Reseña de: Santiago Gª Soláns.
La máquina que hace Ping! Col. Ojos de plato. Castellón, 2020. Ilustración de cubierta: Juan Alberto Hernández. 128 páginas.
El colombiano Cristian Romero escribe historias de esas que te atrapan el alma y no la sueltan hasta dejarla magullada. Es una fantasía oscura, un tanto macabra, que linda con el terror, el weird y el realismo mágico, cayendo abiertamente en ocasiones en el horror. Este volumen recoge siete cuentos bastante breves y uno un poco más largo, en los que la atmósfera y lo que no se muestra es tan importante como lo narrado o el giro final que matiza lo leído. Relatos en que lo más cotidiano va cobrando un cariz oscuro y onírico, trastocando vidas y cambiando destinos.

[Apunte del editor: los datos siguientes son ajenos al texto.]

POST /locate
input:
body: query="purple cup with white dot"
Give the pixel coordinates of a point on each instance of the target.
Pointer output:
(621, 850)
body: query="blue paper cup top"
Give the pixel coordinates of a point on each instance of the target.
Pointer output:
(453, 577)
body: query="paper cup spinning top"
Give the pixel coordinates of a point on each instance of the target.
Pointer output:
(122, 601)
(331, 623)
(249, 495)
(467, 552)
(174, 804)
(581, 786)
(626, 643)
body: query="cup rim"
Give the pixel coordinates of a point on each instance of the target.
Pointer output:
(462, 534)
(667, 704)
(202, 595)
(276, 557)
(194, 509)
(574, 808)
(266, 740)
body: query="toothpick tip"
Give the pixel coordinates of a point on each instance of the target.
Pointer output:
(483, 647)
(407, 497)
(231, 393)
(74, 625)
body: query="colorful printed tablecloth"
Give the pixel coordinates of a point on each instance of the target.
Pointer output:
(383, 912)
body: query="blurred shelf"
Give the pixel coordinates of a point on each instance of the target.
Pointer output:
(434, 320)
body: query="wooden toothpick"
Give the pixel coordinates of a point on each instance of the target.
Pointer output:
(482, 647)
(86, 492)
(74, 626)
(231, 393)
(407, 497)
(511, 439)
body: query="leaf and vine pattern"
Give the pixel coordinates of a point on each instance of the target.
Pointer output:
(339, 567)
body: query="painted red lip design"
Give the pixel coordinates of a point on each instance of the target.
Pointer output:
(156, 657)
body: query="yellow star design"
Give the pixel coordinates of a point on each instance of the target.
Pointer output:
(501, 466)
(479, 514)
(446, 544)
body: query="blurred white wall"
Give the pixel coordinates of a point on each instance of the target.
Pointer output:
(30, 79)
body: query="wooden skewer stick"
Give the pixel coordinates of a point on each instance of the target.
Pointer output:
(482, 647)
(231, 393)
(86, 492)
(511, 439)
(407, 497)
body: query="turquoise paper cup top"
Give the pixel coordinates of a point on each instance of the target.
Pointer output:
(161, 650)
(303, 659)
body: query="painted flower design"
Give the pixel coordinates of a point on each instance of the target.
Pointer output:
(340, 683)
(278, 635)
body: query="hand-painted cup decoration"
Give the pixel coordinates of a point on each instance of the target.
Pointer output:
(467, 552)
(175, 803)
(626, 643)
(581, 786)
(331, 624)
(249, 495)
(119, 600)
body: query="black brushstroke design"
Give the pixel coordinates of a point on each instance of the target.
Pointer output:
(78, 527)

Una familia que se reúne en torno a la mesa en una ceremonia anual que parece celebrar la enfermedad del patriarca; un lascivo hombre al que le pesan sus ciento setenta años de edad; la obsesión causada por un brazo amputado; la indiferencia ante un cadáver atropellado abandonado en la acera; ciudades enfermas convertidas en infiernos; maldiciones familiares; pesadillas recurrentes que ocultan culpas que exigen retribución; embarazos conflictivos; canibalismo ritualizado… Romero ofrece una prosa depurada hasta el detalle, con un carácter casi fotográfico, con la que consigue sumergir al lector en ambientaciones tan realistas como terroríficamente extrañas, con la rareza saliendo a su paso a cada momento.